Fake News zu entlarven

 

Wie lässt sich für Laien der Wahrheitsgehalt prüfen?

 

Grundsätzlich sollte man nach der Quelle forschen. 

 

Wie alt ist ein Facebook-, Instagram- oder Twitter-Profil? 

 

Wie vielseitig wird es genutzt? 

 

Bei kommerziellen Websites ist ein Impressum mit Adress-Angaben gesetzlich vorgeschrieben. Die Echtheit von Bildern lässt sich mit der Rückwärts-Suche überprüfen: Dazu unter www.images.google.de das Kamera-Symbol anklicken und das fragliche Bild hochladen oder die URL eingeben. Man erfährt so, ob ein Foto wirklich neu ist und wo es herkommt. Das funktioniert auch mit Youtube-Videos, indem man mehrere Standbilder separiert. 

 

Wie entlarven Profis Fake News?

 

„Wir haben dazu verschiedene technische Werkzeuge von der Rückwärtssuche bis zur Fotoanalyse, sagt Stefan Voß, „aber vor allem machen wir auch bei Nachrichten aus dem Netz unseren gelernten Job: Wir suchen weitere Quellen, fragen bei Polizei, Behörden oder unseren Korrespondenten vor Ort nach, überprüfen einzelne Fakten.“ Professionelle Medien würden zwar bei Großlagen oft von Quellen im Internet überholt. „Aber wir sind diejenigen, die Informationen aus dem Netz verifizieren oder widerlegen.“

 

 

Lässt sich eine Nachricht verifizieren?

 

Nennt ein Bericht oder ein Beitrag die Quellen, aus denen die Informationen stammen? 

 

Gibt es Links zu Quellen, mit denen Du die Geschichte selbst nachprüfen kannst?

 

Wenn nicht, kann man selbst nach Quellen suchen. Wichtige Meldungen werden meistens von vielen Medien gleichzeitig veröffentlicht. Faktencheck-Organisationen wie CORRECTIV.Faktencheck veröffentlichen Artikel zu aktuellen Gerüchten. Bei Großereignissen und Notfällen, richte Dich nach offiziellen Meldungen von Behörden.

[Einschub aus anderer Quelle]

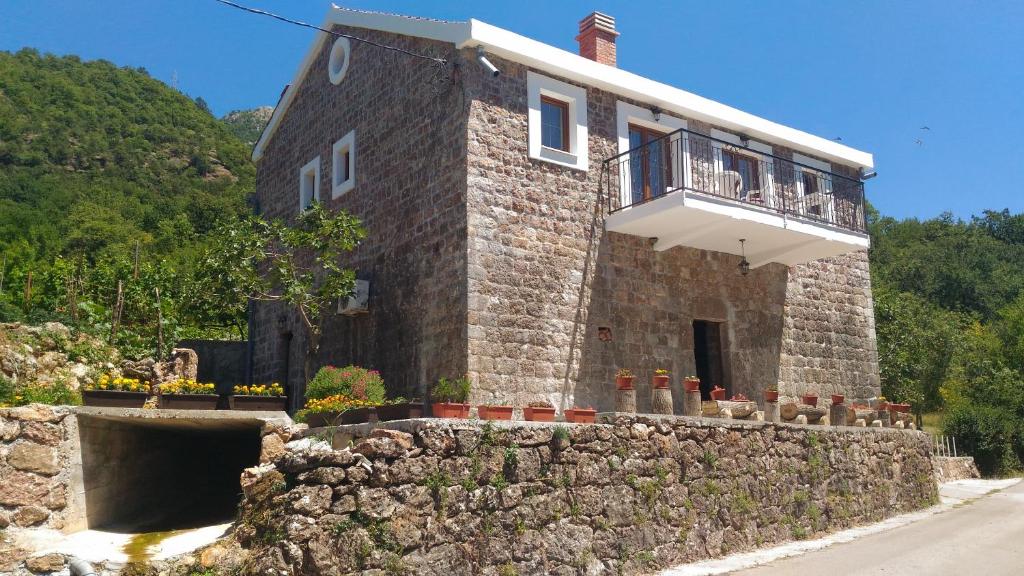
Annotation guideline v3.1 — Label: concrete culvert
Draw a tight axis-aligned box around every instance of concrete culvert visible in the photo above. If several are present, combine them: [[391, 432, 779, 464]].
[[78, 412, 263, 533]]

Da Bilder leicht verfälscht werden können, sei es durch Photoshop oder eine falsche Bildunterschrift, sollte man auch Bilder überprüfen. Das geht leicht mit der Bilder-Rückwärtssuche. Dafür lädt man ein Bild oder die URL eines Bildes bei Suchmaschinen wie Google, Yandex oder Bing hoch und bekommst als Ergebnis angezeigt, wo die Bilder zuvor erschienen sind. So kann man schnell herausfinden, ob ein Foto im falschen Kontext geteilt wird, oder manipuliert wurde.